Ahmadyar’s demise shattered Mezhgan’s life, and the idea she had that she’d lastly be protected within the US.

“We by no means thought we have been going to lose considered one of our relations right here. We thought right here was completely different. It’s not Afghanistan,” she mentioned via a translator. “I assumed that killing, it’s simply in Afghanistan, not in America. However now, I see it’s no completely different.”

Unable to talk English and immediately alone with 4 youngsters, Mezhgan is attempting to piece collectively how you can maintain her household. She’s contemplating transferring to California and shopping for a home, utilizing cash from a fundraiser Malone arrange on GoFundMe, which has now acquired greater than $500,000. “This could not occur, and it shouldn’t occur to anyone right here. But when there was one individual that completely didn’t deserve one thing like this, it was Nasrat,” Malone mentioned.

Ahmadyar’s youngsters, in the meantime, are struggling to adapt to life with out their father. “For Nasrat’s household, he was chargeable for every thing,” mentioned Mateen Rahmati, a cousin of Ahmadyar who’s internet hosting the household in northern California as they determine their subsequent steps.

Rahmati, too, drives for Lyft, however after his cousin’s homicide and one other good friend’s carjacking, he’s hesitant to get behind the wheel at evening. He’s additionally been serving to with Ahmadyar’s youngsters, who name him when he’s out driving, asking to take them someplace to play.

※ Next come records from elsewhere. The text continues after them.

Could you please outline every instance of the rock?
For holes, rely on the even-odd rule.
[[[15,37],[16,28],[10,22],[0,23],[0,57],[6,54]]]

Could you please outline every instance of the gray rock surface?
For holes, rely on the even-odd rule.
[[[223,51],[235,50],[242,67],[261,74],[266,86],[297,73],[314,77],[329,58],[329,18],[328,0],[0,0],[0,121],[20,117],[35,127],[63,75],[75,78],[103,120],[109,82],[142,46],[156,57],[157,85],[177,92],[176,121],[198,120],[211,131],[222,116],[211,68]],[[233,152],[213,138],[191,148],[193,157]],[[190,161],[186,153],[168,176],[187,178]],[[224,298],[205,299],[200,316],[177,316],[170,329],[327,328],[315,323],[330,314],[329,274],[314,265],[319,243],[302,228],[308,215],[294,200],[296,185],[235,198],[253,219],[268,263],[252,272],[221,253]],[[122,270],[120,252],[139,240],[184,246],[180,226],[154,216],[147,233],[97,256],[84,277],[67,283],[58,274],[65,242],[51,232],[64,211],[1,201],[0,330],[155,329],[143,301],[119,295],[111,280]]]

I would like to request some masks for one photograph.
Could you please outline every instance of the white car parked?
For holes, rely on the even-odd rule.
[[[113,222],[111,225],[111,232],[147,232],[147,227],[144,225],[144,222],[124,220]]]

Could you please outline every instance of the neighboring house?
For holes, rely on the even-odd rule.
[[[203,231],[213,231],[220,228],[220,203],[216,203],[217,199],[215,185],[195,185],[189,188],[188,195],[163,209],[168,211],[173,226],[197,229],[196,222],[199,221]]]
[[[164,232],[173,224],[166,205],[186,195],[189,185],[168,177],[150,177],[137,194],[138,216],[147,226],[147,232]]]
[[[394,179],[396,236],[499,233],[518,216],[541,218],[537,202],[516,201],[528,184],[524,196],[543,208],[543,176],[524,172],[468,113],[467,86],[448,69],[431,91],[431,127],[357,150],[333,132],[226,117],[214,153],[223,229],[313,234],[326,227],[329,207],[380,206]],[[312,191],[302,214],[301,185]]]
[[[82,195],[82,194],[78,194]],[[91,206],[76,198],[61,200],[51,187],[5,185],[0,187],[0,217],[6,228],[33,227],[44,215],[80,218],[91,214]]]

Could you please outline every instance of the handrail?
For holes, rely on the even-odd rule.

“I take them to the park, taking part in soccer with them … to maintain them completely happy,” he mentioned.

5 days after Ahmadyar’s demise, mourners gathered for his burial at a Muslim cemetery an hour south of his dwelling in Virginia. His household hopes to get a stone gravestone for his grave, however for now the location is marked by a bit of paper, the place Ahmadyar’s title is written, in English.